Imagine if antibiotics worked against complicated infections such as prosthetic joint infections, endocarditis, and osteomyelitis, and common infections were cured more quickly and effectively.
This should be possible for the first time since Arietis is developing novel proprietary antibiotics that activate the ClpP protease and cause cells to self-digest. This unique “activating” mechanism causes rapid and exceptional killing of the highly resistant “ESKAPE” pathogens Staphylococcus aureus and Enterococcus faecium, as well as the leading cause of acute bacterial respiratory infections, Streptococcus pneumoniae.
Killing by ClpP activation is effective against even non-growing cells, in contrast to other antibiotics, which target processes that are inactive in non-growing cells. Many bacteria can evade killing by traditional antibiotics, even surviving high concentrations for prolonged periods, by simply growing slowly or not at all. These survivors contribute to antibiotic resistance, cause recurrent infections, and explain why traditional antibiotics are unable to kill biofilms, which have restricted access to the immune system.
However, bacteria cannot escape death by shutting down or waiting until antibiotic levels drop when ClpP is activated. Combining ClpP activators with traditional antibiotics prevented resistance development and caused eradication of MRSA infections in animal models where traditional antibiotics failed due to biofilms. This strategy may allow complicated infections to be cured with antibiotics for the first time and common infections to be treated more quickly and effectively with less recurrence.

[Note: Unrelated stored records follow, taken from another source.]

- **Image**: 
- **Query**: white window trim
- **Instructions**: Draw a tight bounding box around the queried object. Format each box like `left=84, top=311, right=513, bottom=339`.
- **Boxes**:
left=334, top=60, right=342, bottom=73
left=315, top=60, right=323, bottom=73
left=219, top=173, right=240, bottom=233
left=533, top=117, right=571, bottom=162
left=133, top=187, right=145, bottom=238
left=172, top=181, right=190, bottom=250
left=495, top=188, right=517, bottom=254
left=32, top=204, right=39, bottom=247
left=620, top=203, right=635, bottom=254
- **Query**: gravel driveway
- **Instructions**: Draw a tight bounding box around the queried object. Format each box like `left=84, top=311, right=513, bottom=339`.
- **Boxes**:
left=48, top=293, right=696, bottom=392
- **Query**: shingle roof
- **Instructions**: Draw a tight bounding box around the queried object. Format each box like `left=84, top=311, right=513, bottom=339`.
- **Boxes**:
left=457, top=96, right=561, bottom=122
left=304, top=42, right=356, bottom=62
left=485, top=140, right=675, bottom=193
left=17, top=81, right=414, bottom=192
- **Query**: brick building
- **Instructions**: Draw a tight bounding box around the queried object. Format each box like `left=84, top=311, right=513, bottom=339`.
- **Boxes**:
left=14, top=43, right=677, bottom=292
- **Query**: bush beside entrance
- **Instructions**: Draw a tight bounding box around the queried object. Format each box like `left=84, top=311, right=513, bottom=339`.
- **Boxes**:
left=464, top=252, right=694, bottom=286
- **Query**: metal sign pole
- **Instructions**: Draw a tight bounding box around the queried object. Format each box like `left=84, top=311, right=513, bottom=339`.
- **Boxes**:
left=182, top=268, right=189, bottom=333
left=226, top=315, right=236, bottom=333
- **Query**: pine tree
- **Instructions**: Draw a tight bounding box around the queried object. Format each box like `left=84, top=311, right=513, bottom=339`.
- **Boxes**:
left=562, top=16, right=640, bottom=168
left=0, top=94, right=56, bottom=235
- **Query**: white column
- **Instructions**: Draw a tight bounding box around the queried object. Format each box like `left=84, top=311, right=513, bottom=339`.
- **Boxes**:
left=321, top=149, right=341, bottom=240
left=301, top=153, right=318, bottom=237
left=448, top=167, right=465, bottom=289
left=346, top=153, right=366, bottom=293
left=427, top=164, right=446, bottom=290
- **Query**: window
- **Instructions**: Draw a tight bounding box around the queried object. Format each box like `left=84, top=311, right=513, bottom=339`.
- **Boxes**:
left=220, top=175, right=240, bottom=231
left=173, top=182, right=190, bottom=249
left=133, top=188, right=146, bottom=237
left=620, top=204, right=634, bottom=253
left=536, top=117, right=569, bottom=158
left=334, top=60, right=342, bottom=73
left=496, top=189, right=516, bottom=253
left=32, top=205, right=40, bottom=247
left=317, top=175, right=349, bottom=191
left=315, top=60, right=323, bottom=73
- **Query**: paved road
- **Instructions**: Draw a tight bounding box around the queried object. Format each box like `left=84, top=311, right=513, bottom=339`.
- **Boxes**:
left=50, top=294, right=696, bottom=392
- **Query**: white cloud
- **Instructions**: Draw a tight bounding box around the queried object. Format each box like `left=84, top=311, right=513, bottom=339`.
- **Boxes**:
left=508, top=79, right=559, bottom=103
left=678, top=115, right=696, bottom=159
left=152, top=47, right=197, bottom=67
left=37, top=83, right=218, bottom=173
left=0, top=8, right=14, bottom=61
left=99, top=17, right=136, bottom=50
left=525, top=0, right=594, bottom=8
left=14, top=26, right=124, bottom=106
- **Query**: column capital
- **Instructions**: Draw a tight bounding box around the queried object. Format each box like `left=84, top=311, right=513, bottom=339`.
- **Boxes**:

It is important not to overlook the ongoing threat of antimicrobial resistance in Gram positive pathogens:
- There are more deaths in the US from infections caused by drug resistant gram positive pathogens (MRSA, VRE and drug resistant S. pneumoniae) compared to the gram negatives (carbapenem-resistant Enterobacteriaceae, multidrug-resistant Pseudomonas and Acinetobacter).
- There is still a high unmet need for novel antibiotics to treat drug resistant Gram positive infections especially for complicated infections such as endocarditis, osteomyelitis, diabetic ulcers, prosthetic joint and catheter related infections.